DETECTING ADS-B REPLAY CYBERATTACKS IN THE NATIONAL AIRSPACE SYSTEM

Abstract

This paper investigates the cybersecurity risks in the National Airspace System (NAS) with the introduction of Automated Dependent Surveillance Broadcast (ADS-B) equipment, which has been required for regulated airspace since 2020 and will be essential part of the Next Generation (NextGen) Air Transportation System (ATS) infrastructure. It details the national security implications of the cybersecurity vulnerabilities in the ADS-B avionic system and reviews proposed mitigations.

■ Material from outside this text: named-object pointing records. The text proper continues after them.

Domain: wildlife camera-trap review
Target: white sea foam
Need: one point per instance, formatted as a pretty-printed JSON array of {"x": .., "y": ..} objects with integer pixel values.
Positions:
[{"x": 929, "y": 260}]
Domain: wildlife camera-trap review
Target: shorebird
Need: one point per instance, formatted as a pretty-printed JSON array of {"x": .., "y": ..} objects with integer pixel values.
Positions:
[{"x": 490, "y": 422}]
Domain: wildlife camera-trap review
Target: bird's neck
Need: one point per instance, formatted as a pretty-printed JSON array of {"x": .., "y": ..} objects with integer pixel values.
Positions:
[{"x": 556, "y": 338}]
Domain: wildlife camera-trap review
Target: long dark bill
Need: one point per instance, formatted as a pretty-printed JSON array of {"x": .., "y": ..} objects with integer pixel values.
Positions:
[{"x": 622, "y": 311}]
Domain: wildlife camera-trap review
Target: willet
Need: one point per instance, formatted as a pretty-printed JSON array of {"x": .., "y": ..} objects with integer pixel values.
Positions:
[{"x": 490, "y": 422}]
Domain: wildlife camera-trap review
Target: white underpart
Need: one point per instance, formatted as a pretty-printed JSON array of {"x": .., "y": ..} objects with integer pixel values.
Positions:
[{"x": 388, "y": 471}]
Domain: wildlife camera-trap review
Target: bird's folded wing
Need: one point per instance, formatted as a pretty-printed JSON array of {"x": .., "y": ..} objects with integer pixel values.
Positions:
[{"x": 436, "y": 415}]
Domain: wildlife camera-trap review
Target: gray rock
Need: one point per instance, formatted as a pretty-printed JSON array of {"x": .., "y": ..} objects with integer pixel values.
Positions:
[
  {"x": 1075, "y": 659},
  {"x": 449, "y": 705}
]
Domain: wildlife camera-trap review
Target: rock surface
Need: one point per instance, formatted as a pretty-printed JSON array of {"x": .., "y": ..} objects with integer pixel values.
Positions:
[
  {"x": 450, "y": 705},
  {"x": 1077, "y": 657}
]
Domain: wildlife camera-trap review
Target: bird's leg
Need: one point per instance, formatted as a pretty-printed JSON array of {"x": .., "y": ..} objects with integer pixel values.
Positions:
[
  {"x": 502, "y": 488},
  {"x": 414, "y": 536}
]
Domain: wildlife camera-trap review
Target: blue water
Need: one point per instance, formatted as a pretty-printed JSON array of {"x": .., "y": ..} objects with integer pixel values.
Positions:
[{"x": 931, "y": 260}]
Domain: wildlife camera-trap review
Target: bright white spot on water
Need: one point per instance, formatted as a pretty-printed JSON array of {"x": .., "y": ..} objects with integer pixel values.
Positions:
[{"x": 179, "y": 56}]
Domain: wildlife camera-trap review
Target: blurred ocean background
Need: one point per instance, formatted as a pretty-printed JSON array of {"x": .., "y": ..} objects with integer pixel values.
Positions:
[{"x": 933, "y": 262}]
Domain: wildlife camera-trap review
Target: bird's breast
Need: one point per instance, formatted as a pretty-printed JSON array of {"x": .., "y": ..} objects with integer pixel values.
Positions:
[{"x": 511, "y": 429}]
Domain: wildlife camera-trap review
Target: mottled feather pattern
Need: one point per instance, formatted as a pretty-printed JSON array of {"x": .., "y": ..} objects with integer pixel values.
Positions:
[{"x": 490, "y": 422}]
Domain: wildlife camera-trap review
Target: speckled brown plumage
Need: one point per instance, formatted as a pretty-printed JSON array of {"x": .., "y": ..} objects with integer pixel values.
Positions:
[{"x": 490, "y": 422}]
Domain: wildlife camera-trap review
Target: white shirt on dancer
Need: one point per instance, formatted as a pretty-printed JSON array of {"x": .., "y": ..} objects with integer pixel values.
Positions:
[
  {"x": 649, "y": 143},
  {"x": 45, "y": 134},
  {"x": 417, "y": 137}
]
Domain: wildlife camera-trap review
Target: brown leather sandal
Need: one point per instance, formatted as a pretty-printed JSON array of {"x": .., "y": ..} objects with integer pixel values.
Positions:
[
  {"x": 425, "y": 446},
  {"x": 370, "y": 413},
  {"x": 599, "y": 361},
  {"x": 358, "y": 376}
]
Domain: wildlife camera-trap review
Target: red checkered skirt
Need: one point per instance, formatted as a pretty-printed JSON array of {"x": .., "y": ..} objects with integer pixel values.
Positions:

One of the possible attacks on ADS-B is the replay attack and the authors propose and test a method to detect such an attack using cosine similarity. To validate the approach, the authors developed a computer-based ADSB system using an RTL-Software Defined Radio (SDR) receiver to capture over 14 million live ADS-B transmissions from a region northwest of the Dulles International Airport. These readings were organized into a relational database for analysis. A data-driven detection algorithm was implemented with parallelism through shared memory and a live feed of ADS-B traffic interspersed with previously recorded message-sets as replay attacks. The system successfully detected various replay attack scenarios. Suggested mitigation measures for countering replay attacks are presented.